Issuer of the Year
LBBW
Deal of the Year
LBBW (€1bn 2.625% February 2030)
Most Innovative Deal
Berlin Hyp (€100m 2.75% July 2027 blockchain-based digital bond)
Best ESG Issuer
Berlin Hyp
Best Funding Official
Bodo Winkler-Viti, Berlin Hyp
GlobalCapital spoke to Andreas Wein, LBBW’s Head of Funding and Debt Investor Relations, and Patrick Steeg, Head of Asset & Liability Management, about the firm’s success, its leadership on ESG and what the merger means for LBBW’s covered bond issuance.
GC: LBBW and Berlin Hyp together have won multiple covered bond awards this year, spanning issuance, innovation, ESG, and recognition for the funding team. What do these awards signal about your position in the covered bond market?
Steeg: Let me start by saying that we are extremely proud to have been awarded such recognition by the market. These awards cover a broad range of topics, and I am particularly excited that we received this tremendous feedback across areas from technical innovation to ESG and bond issuance.
It goes without saying that this is the result of a great team effort: Berlin Hyp and LBBW both received fantastic feedback through the awards. They share a long legacy as reliable covered bond and ESG bond issuers in particular. It is our ambition to maintain these high standards.

GC: The merger with Berlin Hyp has effectively created a “new” LBBW in terms of size and market presence. How should investors view this transformation?
Wein: You have to bear in mind that the formerly two banks have been part of the same group, LBBW, since 2022. So the legal merger on August 1, 2025 was just the final step of an integration process that was started a while ago. We have been coordinating our activities in the capital markets since the beginning. But yes, obviously, the merged cover pools make us one of the largest covered bond issuers. The size of the cover pool will allow us to issue larger individual bonds, offering greater liquidity and greater flexibility to respond to market needs.
GC: Does the larger scale change your approach to issuance — for example in refinancing needs, benchmark frequency, or potential diversification into new currencies?
Wein: Our overall refinancing needs have not changed. However, the merged cover pool will give us more flexibility in our issuance. Also, when looking at other currencies beyond the euro we will continue to look at markets such as GBP, USD or CAD to refinance the corresponding assets in our cover pool.
GC: Berlin Hyp was recognised as Best ESG Issuer. As the two covered pools merge, how are you planning to maintain and expand this ESG leadership?
Steeg: We have actually taken the opportunity the merger offered to combine the best elements of the Green and Social bond frameworks of both banks in new Green and Social bond frameworks. We managed to publish our new frameworks on the day of the legal merger. From our point of view the two frameworks reflect the bank’s strategic ambitions and should be well received by investors. Going forward we will certainly monitor the market closely and be responsive to new trends or investor needs.
GC: How do you see investor demand for ESG-labelled covered bonds evolving, and what are the opportunities for the new LBBW in this space?

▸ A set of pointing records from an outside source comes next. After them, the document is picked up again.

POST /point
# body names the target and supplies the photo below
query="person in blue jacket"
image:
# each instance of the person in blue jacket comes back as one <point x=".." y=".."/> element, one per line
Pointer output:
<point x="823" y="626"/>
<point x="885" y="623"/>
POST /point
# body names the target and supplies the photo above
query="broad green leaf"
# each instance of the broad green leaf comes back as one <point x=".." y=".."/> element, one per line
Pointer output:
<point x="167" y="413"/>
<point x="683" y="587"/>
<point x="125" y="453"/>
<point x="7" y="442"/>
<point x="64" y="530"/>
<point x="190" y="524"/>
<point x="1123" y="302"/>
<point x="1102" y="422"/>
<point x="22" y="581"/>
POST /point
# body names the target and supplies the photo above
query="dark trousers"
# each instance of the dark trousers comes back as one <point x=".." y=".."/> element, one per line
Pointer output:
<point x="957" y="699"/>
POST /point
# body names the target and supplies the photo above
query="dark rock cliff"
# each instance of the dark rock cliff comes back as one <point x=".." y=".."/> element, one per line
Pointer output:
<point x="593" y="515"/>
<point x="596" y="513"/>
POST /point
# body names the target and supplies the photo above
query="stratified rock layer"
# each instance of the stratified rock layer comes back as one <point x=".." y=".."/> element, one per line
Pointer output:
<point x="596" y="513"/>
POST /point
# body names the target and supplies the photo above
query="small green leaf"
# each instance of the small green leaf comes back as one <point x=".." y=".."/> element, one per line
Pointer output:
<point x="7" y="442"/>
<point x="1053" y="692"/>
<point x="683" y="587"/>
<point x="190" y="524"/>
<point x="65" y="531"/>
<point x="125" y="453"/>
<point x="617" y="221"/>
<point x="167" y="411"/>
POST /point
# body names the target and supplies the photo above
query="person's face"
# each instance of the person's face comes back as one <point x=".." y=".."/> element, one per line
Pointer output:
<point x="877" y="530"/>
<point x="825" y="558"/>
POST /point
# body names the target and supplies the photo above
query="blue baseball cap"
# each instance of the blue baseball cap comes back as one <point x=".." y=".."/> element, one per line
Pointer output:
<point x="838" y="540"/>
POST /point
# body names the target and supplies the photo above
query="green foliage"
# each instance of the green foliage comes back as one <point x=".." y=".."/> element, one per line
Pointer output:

Wein: For the time being we feel that investor demand by far exceeds available ESG supply. I believe that going forward it will be mostly regulatory developments that will drive the market. Obviously, the EU Green Bond Standard comes to mind. However, we feel very comfortable aligning our frameworks with ICMA standards.
GC: What does success look like for the bank in the covered bond market over the next three to five years?
Steeg: Being the most cost-efficient instrument available and at the same time the most crisis-resistant instrument, they will remain the centrepiece of our capital markets issuance. Hence we see it as our responsibility to remain a reliable, strong issuer in the market that maintains an active dialogue with all other market participants to develop the market further.